The scorecard for an edict that stemmed from the 2003 fire at the Cook County administration that killed six people trapped in stairwells reads like this:
- 716 residential high-rises citywide required to submit “life-safety evaluation” reports.
- 315 of those buildings have achieved full compliance, 51 of them after having their court cases dismissed.
- 83 in the process of installing sprinkler systems.
- 77 court cases still alive.
- 39 buildings pending approval with inspections scheduled through early April.
- 200 buildings with approved life-safety plans awaiting inspection.
- 2 buildings with no approved plans, but working with the city to come into compliance.
Former Buildings Commissioner Felicia Davis had threatened to file as many as 400 lawsuits against building owners she accused of “thumbing their noses” at the 2004 requirement to install sprinklers or make less costly improvements.
Frydland has charted a different course since taking the reins last spring. She has worked with building owners to help them comply before bringing the hammer down.
On Thursday, Frydland maintained that the kinder, gentler approach is working to make Chicago’s older high-rises safer for residents.
“This is not inexpensive work. It’s very expensive in many cases. A lot of the issue is not that people don’t want to do it. It’s that they have to get the money together to do it. They have to hire an architect to prepare the report, list the work, bid that all out, then get the money. Our approach was to be understanding of that and be available to answer questions,” she said.
“I’m very comfortable about where we are and the progress we’ve made. A condo building is a lot of single-family homeowners living under one roof. Every one of them has to come up with the money,” she said. “Unless you have a condo flush with a ton of money — and I don’t know how often that happens — you need a special assessment, or financing, or a combination of both. That takes time.”
Of the 200 buildings with approved life-safety plans, 30 have already scheduled inspections. The rest have until April 30 to avoid lawsuits, Frydland said, arguing that City Hall “can’t wait forever. I need to see something back from you.”
“We’re totally in the homestretch and close to the finish line. This year should be it. We only have a couple hundred left. Will we have some stragglers? Yes. But even the stragglers have made progress taking into consideration all of the complications and challenges,” she said. “Emergency recall buttons on elevators. Emergency back-up for electric generators. Two-way voice communication systems. Smoke and heat detection systems. Additional fire dampers. Separation [to contain fires]. Sprinkling garages. Things like that make a building a lot safer.”

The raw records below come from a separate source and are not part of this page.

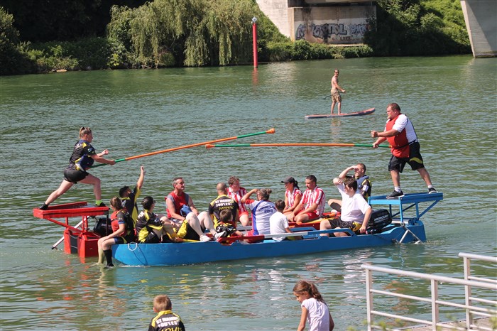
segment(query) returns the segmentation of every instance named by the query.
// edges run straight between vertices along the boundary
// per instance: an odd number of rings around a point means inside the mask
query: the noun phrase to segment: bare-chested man
[[[334,75],[332,77],[332,115],[335,108],[335,104],[338,102],[338,114],[342,114],[342,96],[339,91],[345,93],[345,89],[338,85],[338,75],[340,72],[335,69]]]

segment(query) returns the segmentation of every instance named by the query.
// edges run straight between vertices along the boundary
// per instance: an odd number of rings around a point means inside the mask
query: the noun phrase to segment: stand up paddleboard
[[[333,117],[346,117],[349,116],[364,116],[373,114],[375,111],[374,108],[370,108],[366,110],[361,110],[361,112],[354,112],[353,113],[342,113],[342,114],[334,114],[333,115],[329,114],[315,114],[315,115],[305,115],[304,118],[305,119],[331,119]]]

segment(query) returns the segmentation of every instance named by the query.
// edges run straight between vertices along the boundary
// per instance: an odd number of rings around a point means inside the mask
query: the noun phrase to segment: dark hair
[[[279,212],[280,210],[283,210],[285,209],[285,201],[278,200],[274,203],[274,205],[276,207],[276,209]]]
[[[128,190],[129,188],[129,186],[123,186],[122,188],[121,188],[121,189],[119,190],[119,197],[123,197],[123,195],[124,195],[124,193],[126,192],[126,191]]]
[[[121,210],[123,209],[123,202],[117,197],[112,197],[111,199],[111,207],[114,207],[114,210]]]
[[[392,102],[391,104],[388,104],[388,107],[387,108],[391,108],[392,110],[396,110],[399,113],[400,112],[400,106],[399,106],[398,104],[395,104],[395,102]]]
[[[226,192],[228,191],[228,186],[226,186],[224,182],[218,183],[216,185],[216,190]]]
[[[261,196],[261,200],[267,201],[269,200],[269,195],[271,194],[271,192],[273,191],[271,188],[261,188],[258,190],[258,192]]]
[[[228,185],[229,185],[234,184],[236,182],[240,183],[240,178],[236,176],[231,176],[228,178]]]
[[[317,291],[316,286],[310,281],[299,281],[299,282],[293,286],[293,292],[298,294],[309,293],[311,298],[314,298],[317,300],[326,304],[321,293]]]
[[[155,202],[154,201],[153,197],[151,196],[145,197],[143,197],[143,200],[141,200],[141,205],[143,206],[143,209],[147,210],[148,210],[154,203],[155,203]]]
[[[89,127],[82,126],[80,129],[80,138],[83,138],[83,136],[92,133],[92,129]]]
[[[233,219],[233,213],[229,209],[224,209],[219,212],[219,221],[229,223]]]
[[[366,165],[364,163],[357,163],[357,166],[362,167],[362,168],[364,169],[364,172],[366,173]]]
[[[173,308],[173,304],[168,295],[156,295],[153,298],[153,308],[155,308],[157,313],[163,310],[170,310]]]
[[[355,178],[347,177],[344,180],[344,185],[349,188],[351,188],[354,191],[357,190],[357,180]]]

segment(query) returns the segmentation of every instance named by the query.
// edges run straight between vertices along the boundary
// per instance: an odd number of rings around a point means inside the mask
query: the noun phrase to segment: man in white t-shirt
[[[342,215],[339,218],[322,221],[320,229],[326,230],[337,228],[354,229],[355,223],[361,224],[360,233],[366,233],[366,228],[371,215],[371,207],[368,205],[360,192],[357,192],[357,181],[354,178],[334,178],[333,184],[337,186],[342,195]],[[329,234],[322,234],[329,237]],[[332,234],[334,237],[345,237],[344,232]]]

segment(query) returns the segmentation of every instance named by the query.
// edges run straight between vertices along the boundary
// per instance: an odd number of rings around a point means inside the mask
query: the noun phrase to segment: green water
[[[305,120],[329,112],[330,100],[322,97],[335,67],[347,91],[343,112],[376,112]],[[1,329],[143,330],[154,316],[153,297],[166,293],[190,330],[293,330],[300,308],[292,288],[304,278],[317,283],[335,330],[364,330],[362,264],[459,277],[459,252],[497,254],[496,73],[497,59],[457,56],[273,63],[256,72],[247,66],[0,77]],[[434,185],[444,192],[423,219],[428,240],[422,245],[102,271],[96,259],[82,264],[51,250],[62,228],[32,216],[58,187],[82,126],[92,129],[97,151],[108,148],[114,158],[271,127],[276,134],[236,142],[371,143],[369,131],[383,128],[393,102],[414,123]],[[389,193],[389,157],[388,150],[368,148],[197,147],[92,173],[102,180],[106,201],[136,183],[141,165],[143,196],[158,201],[172,190],[172,179],[182,176],[197,208],[206,210],[216,184],[230,175],[247,188],[272,188],[274,201],[283,198],[283,178],[295,177],[302,188],[314,174],[327,197],[337,197],[332,179],[358,162],[367,166],[373,195]],[[405,192],[426,190],[416,172],[406,169],[401,180]],[[57,203],[85,200],[93,203],[92,188],[78,184]],[[156,209],[163,212],[165,204]],[[386,284],[429,295],[428,285]],[[377,305],[416,318],[430,314],[425,305],[381,299]]]

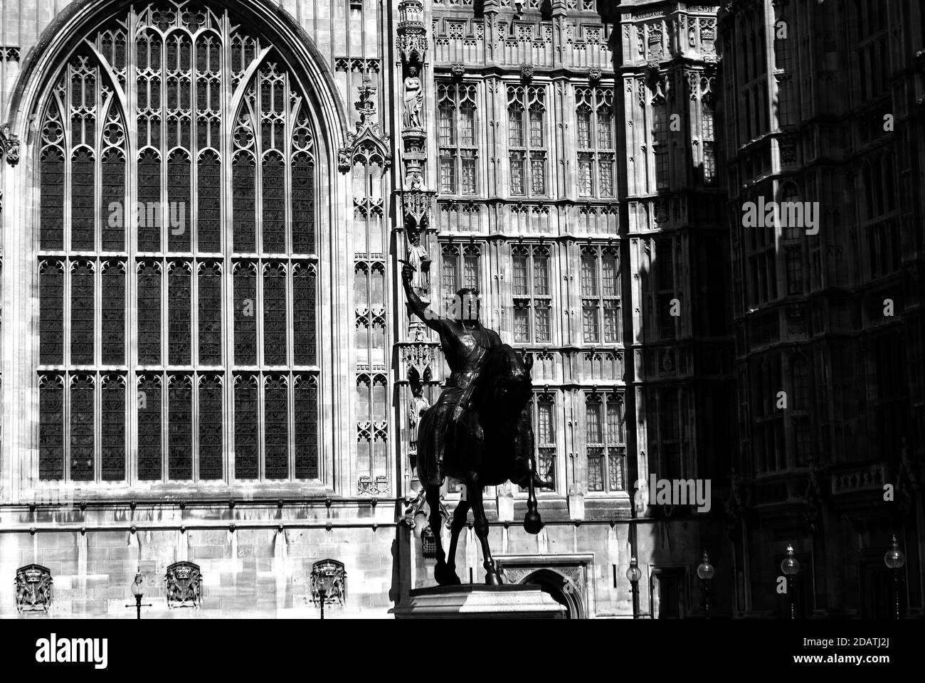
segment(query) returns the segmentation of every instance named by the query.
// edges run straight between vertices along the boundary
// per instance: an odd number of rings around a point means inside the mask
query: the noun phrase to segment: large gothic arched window
[[[217,6],[67,58],[37,113],[41,479],[319,478],[307,107]]]

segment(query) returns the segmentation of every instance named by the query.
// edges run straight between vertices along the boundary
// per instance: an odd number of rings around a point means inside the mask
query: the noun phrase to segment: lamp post
[[[642,572],[635,557],[630,558],[630,565],[626,569],[626,577],[630,579],[633,591],[633,618],[639,618],[639,579],[642,578]]]
[[[703,595],[703,615],[709,618],[709,580],[713,577],[716,569],[709,564],[709,555],[707,551],[703,552],[703,559],[697,567],[697,575],[700,578],[700,592]]]
[[[794,546],[787,543],[787,556],[781,561],[781,571],[787,577],[787,592],[790,594],[790,618],[796,618],[796,607],[794,602],[794,592],[796,586],[796,575],[800,571],[800,562],[794,554]]]
[[[142,604],[142,598],[144,597],[144,578],[142,577],[142,567],[138,568],[135,573],[135,581],[131,584],[131,594],[135,598],[135,604],[127,604],[126,607],[134,607],[138,610],[138,617],[142,618],[142,607],[153,607],[150,602],[147,604]]]
[[[899,618],[899,570],[906,564],[906,553],[899,550],[899,541],[896,535],[893,535],[893,547],[883,555],[883,564],[888,569],[893,570],[893,596],[894,612],[893,618]]]

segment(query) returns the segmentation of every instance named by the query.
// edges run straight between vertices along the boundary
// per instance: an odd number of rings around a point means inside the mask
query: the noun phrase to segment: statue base
[[[565,608],[538,586],[434,586],[412,590],[396,619],[564,619]]]

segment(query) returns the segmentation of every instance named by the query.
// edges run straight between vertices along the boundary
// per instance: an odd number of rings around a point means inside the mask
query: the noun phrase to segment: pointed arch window
[[[248,22],[184,6],[91,31],[36,111],[43,480],[321,474],[308,100]]]

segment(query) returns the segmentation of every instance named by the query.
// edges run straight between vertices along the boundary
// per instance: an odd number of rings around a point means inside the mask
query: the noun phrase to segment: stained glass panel
[[[70,478],[93,479],[93,379],[78,375],[70,383]]]
[[[289,388],[278,376],[266,379],[264,396],[264,466],[268,479],[289,478]]]
[[[215,377],[199,384],[199,478],[222,478],[222,385]]]
[[[167,477],[192,478],[192,389],[189,377],[170,378],[167,401]]]
[[[252,375],[235,378],[234,388],[234,473],[238,479],[255,479],[257,469],[257,379]]]
[[[100,413],[100,473],[104,481],[125,478],[125,379],[118,375],[104,378]]]

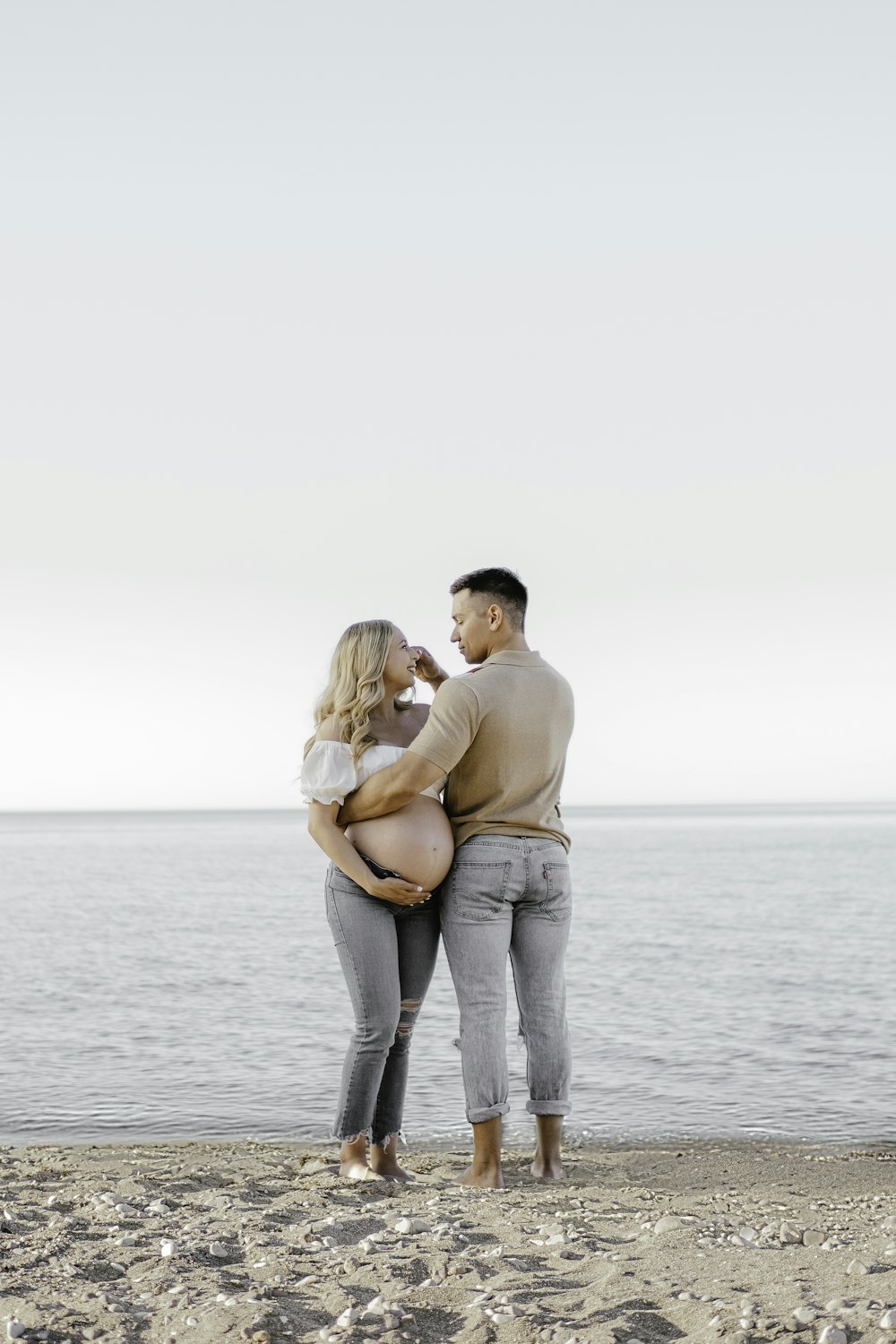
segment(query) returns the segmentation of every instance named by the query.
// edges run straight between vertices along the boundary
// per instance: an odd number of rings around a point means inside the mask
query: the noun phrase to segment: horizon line
[[[707,800],[692,800],[689,802],[570,802],[563,808],[563,813],[570,813],[575,810],[583,812],[610,812],[610,810],[647,810],[647,809],[686,809],[686,808],[703,808],[703,809],[720,809],[720,808],[896,808],[896,798],[760,798],[760,800],[737,800],[737,801],[715,801],[709,802]],[[222,812],[222,813],[244,813],[244,812],[282,812],[282,813],[296,813],[308,812],[308,805],[304,802],[296,804],[294,806],[134,806],[134,808],[0,808],[0,817],[30,817],[30,816],[134,816],[140,813],[201,813],[201,812]]]

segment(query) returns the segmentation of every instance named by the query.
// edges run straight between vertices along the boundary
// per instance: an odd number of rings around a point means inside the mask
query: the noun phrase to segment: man
[[[528,1054],[537,1145],[532,1172],[563,1176],[570,1110],[564,954],[570,934],[570,837],[560,784],[572,732],[572,691],[525,641],[528,594],[516,574],[476,570],[451,585],[451,642],[470,664],[438,685],[429,720],[404,755],[345,800],[340,821],[382,816],[449,774],[445,806],[455,853],[441,890],[442,938],[461,1015],[473,1165],[461,1183],[500,1188],[508,1105],[506,957]],[[424,650],[423,650],[424,652]]]

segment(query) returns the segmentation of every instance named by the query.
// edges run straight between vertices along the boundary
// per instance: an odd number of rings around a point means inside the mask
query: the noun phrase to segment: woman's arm
[[[420,900],[430,899],[429,891],[415,887],[411,882],[403,882],[400,878],[375,876],[352,841],[347,839],[343,827],[336,824],[337,813],[339,802],[316,802],[312,798],[308,805],[308,832],[347,878],[363,887],[368,896],[391,900],[396,906],[415,906]]]

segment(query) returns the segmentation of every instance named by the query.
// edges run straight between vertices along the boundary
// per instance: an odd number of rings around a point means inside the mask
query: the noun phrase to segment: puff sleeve
[[[345,802],[345,794],[357,788],[357,770],[347,742],[316,742],[302,766],[305,802]]]

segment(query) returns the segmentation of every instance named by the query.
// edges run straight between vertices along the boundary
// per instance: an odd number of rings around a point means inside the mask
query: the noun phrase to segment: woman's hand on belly
[[[359,853],[400,872],[424,891],[443,880],[454,857],[451,823],[442,804],[431,797],[419,796],[398,812],[353,821],[345,835]]]
[[[377,900],[388,900],[394,906],[419,906],[429,900],[431,891],[423,891],[414,882],[403,882],[400,878],[373,878],[371,882],[371,895]]]

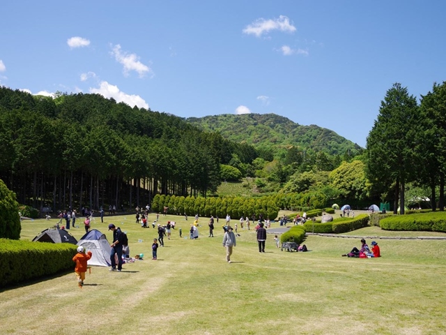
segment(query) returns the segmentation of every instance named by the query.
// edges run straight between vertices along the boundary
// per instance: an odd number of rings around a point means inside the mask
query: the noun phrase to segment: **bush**
[[[313,222],[309,221],[304,223],[304,228],[308,232],[315,232],[317,234],[331,234],[333,232],[332,222],[327,222],[325,223],[315,223],[314,228],[313,228]]]
[[[333,222],[333,232],[335,234],[351,232],[367,227],[369,225],[369,216],[362,214],[346,221],[344,221],[344,220],[339,221],[336,220]]]
[[[21,230],[19,204],[15,200],[15,193],[9,191],[0,179],[0,238],[19,239]]]
[[[280,241],[295,242],[300,244],[305,238],[305,230],[302,225],[293,225],[286,232],[280,236]]]
[[[0,287],[73,269],[77,246],[0,239]]]
[[[332,208],[332,207],[324,208],[323,210],[328,214],[334,214],[334,209]]]
[[[410,215],[394,215],[380,221],[386,230],[413,230],[446,232],[446,212],[430,211]]]
[[[31,218],[38,218],[39,210],[31,206],[21,204],[19,206],[19,211],[22,214],[22,216]]]

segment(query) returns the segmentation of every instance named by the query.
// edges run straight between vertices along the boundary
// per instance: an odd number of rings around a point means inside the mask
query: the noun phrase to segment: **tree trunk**
[[[436,204],[434,204],[433,206]],[[445,210],[445,174],[443,172],[440,174],[440,198],[438,199],[438,208],[441,211]]]
[[[405,186],[405,183],[404,183],[404,179],[401,178],[401,185],[400,185],[400,190],[401,190],[401,194],[400,194],[400,201],[399,201],[399,214],[403,215],[404,214],[404,186]]]
[[[398,214],[398,200],[399,199],[399,178],[397,178],[397,183],[395,185],[395,194],[393,202],[393,214]]]

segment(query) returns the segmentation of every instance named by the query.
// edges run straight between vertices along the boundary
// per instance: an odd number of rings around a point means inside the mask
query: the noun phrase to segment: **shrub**
[[[0,239],[0,287],[74,269],[76,247]]]
[[[31,218],[38,218],[39,210],[31,206],[21,204],[19,206],[19,211],[22,214],[22,216]]]
[[[355,218],[345,221],[336,220],[333,222],[333,232],[339,234],[351,232],[367,225],[369,225],[369,216],[367,214],[358,215]]]
[[[390,215],[380,221],[387,230],[434,231],[446,232],[446,213],[430,211],[410,215]]]
[[[334,214],[334,209],[332,208],[332,207],[324,208],[323,210],[328,214]]]
[[[280,241],[295,242],[300,244],[305,238],[305,230],[302,225],[293,225],[286,232],[280,236]]]
[[[0,238],[19,239],[21,230],[19,204],[15,200],[15,193],[9,191],[0,179]]]
[[[333,232],[333,223],[327,222],[325,223],[315,223],[313,226],[313,222],[309,221],[304,223],[304,228],[308,232],[316,232],[318,234],[331,234]]]

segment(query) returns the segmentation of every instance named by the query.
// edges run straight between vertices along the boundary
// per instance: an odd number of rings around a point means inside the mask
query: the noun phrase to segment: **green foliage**
[[[19,239],[21,230],[15,193],[9,191],[0,179],[0,238]]]
[[[369,225],[369,216],[367,214],[361,214],[346,222],[339,222],[337,220],[334,220],[332,228],[334,233],[340,234],[356,230],[367,225]]]
[[[357,144],[329,129],[314,125],[301,126],[275,114],[226,114],[201,118],[190,117],[186,119],[186,121],[207,131],[218,131],[232,141],[252,144],[259,148],[259,157],[270,161],[272,159],[272,155],[268,156],[266,154],[268,149],[275,152],[275,156],[281,151],[286,156],[282,148],[290,145],[331,155],[344,154],[350,150],[353,156],[361,149]],[[290,154],[289,161],[298,161],[296,157],[300,154]]]
[[[237,181],[242,178],[242,172],[237,168],[231,165],[220,165],[220,177],[222,180]]]
[[[305,238],[305,229],[302,225],[293,225],[288,232],[280,235],[280,241],[300,244]]]
[[[0,286],[20,283],[75,267],[76,246],[0,239]]]
[[[19,206],[19,211],[22,214],[22,216],[25,218],[38,218],[39,217],[39,210],[31,206],[21,204]]]
[[[446,232],[446,213],[429,212],[412,215],[391,215],[380,221],[387,230],[413,230]]]

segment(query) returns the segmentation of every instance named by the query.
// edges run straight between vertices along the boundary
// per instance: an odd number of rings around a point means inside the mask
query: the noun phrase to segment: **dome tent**
[[[71,243],[76,244],[77,240],[65,229],[48,228],[33,239],[33,242]]]
[[[85,234],[77,242],[78,246],[82,246],[85,252],[91,251],[91,258],[89,260],[89,265],[97,265],[99,267],[109,267],[110,253],[112,247],[107,240],[105,234],[100,232],[97,229],[93,229]]]

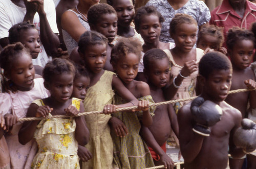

In 2004, Chicago’s older commercial high-rises were given 12 years to install sprinklers. Residential buildings were given the option of making less-costly “life-safety” improvements, such as enclosing stairwells, by 2012.
It was a bitter disappointment to relatives of the six people who died in the Oct. 17, 2003, fire at the Cook County Administration Building at 69 W. Washington St. after being trapped in smoke-filled stairwells by doors that closed and locked behind them. The relatives wanted a sweeping sprinkler mandate with no exceptions and fewer delays.
In December 2011, Ald. Leslie Hairston (5th) joined North Side Ald. Tom Tunney (44th) in co-sponsoring an ordinance that gave building owners three more years to make the improvements. At the time, they argued that struggling owners were having trouble footing the bill.
Two years later, Hairston said she had “no second thoughts” about spearheading the delay — not even after two people died in a fire at a 16-story building at 6730 S. South Shore Drive that was not equipped with a sprinkler system, hard-wired alarm or communications system to disable elevators and alert condominium owners.
Tunney had faced similar questions one year earlier after a 32-year-old woman died in a high-rise fire at 3130 N. Lake Shore Drive. Her neighbors had left the door to their burning 12th floor apartment propped open because their cat refused to leave.
Like the South Shore condo, that 21-story building was a pre-1975 high-rise that was not equipped with a sprinkler system, nor did it have hard-wired alarm or communications system to disable elevators and alert residents of the roughly 300 apartments.
Like Hairston, Tunney said at the time he had “no regrets” about pushing back the deadline for life-safety improvements.